For me, some may think that I overdress every day for working at home by myself – so there is no one else I’m needing to relate to in my environment so can’t use that as a gauge, yet for me I don’t feel overdressed as I want to feel like the best version of me as I know that I perform better when I feel good about myself, Feeling stylish is one aspect of feeling good, so that small amount of daily time and effort to put on an outfit that is relatively stylish is worth it to me. As a J (Judging) type (INTJ) I like to be prepared and so being put-together each day means if an unexpected meeting does occur, I’m never in a panic about having to change my outfit or that I’m not appropriately dressed.
What’s Your Preference?
We’d love to know how you feel about this question – please do let us know in the comments – and if you know your psychological type too, we’d love to know what that is and why.
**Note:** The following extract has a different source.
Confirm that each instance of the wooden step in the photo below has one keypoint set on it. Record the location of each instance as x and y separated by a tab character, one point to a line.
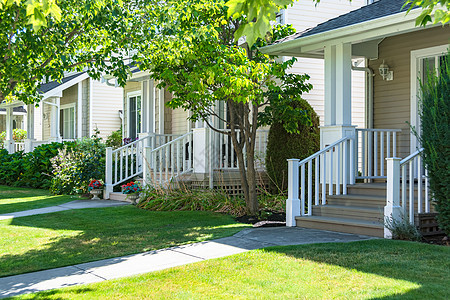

How far from the appropriate/ideal would you rather be – more overdressed or more underdressed?
Discover More About Your Style Type
If you’re interested to learn more about why you have these preferences and how they relate to your personality then we’d love to invite you to discover more with our Your Type of Style program which delves deep into your approach to style that is related to your psychological type. We only open the doors once a year so if this is of interest to you discover more here. Learn how you can tune into what is right for you and tune out the style information that is not right for you.
I would absolutely rather be overdressed. One of my worst clothing memories is showing up underdressed at a surprise bridal shower for me. Everyone else was wearing their prettiest dresses. As the bride-to-be, I was the center of attention, but all I wanted to do was leave. To this day, I am not a fan of surprise parties.
That happened to me too! I vowed never, never be undressed again!
When I was a girl and people tended to dress up much more than they do these days, not only for special occasions like parties and weddings but also to catch planes or even go shopping, my mother taught me that when in doubt, it is better to overdress rather than underdress. A man can remove his tie and jacket, she said. A woman can let her hair down, remove a fancy necklace, kick off her shoes. This advice has stuck with me all these years, even in these times of casual dressing when I see people at weddings and funerals wearing jeans. While I no longer feel it necessary to wear formal business attire to the office, I always make an effort to look ‘professionally representative’, what I would call business casual. Given how some colleagues are dressing, I guess I see over versus underdressed as having more to do with what others are wearing than some absolute definition. I feel productive when I look the part so I prefer to make an effort to dress up more than necessary. I think such efforts encourage others too and help create a more positive vibe in the workplace.
(INTJ)
I’m a Perceiving and I always prefer to be more dressed up for any occasion. I was raised where this was expected socially!! I have relaxed a bit after living in Arizona for 27 years on a daily basis but this is because I am in severe chronic pain!!! But if I we’re attending anything-church, lunch out, dinner party at a home or restaurant or any event I would be dressier as always. If I couldn’t be I wouldn’t attend!!!! I grew-up in a home where we wear Sundays best or better for dinner in the dining room for Thanksgiving, Christmas, any thing we we’re celebrating such a a birthday, homerun, dance recital etc.!!!! My husband grew-up in a home that’s a free for all!! You showed up at the table in whatever you managed to put on that day!!! We found good ways to raise the expectations in our home together!!!!
It’s fascinating to see the impact of upbringing and your family culture.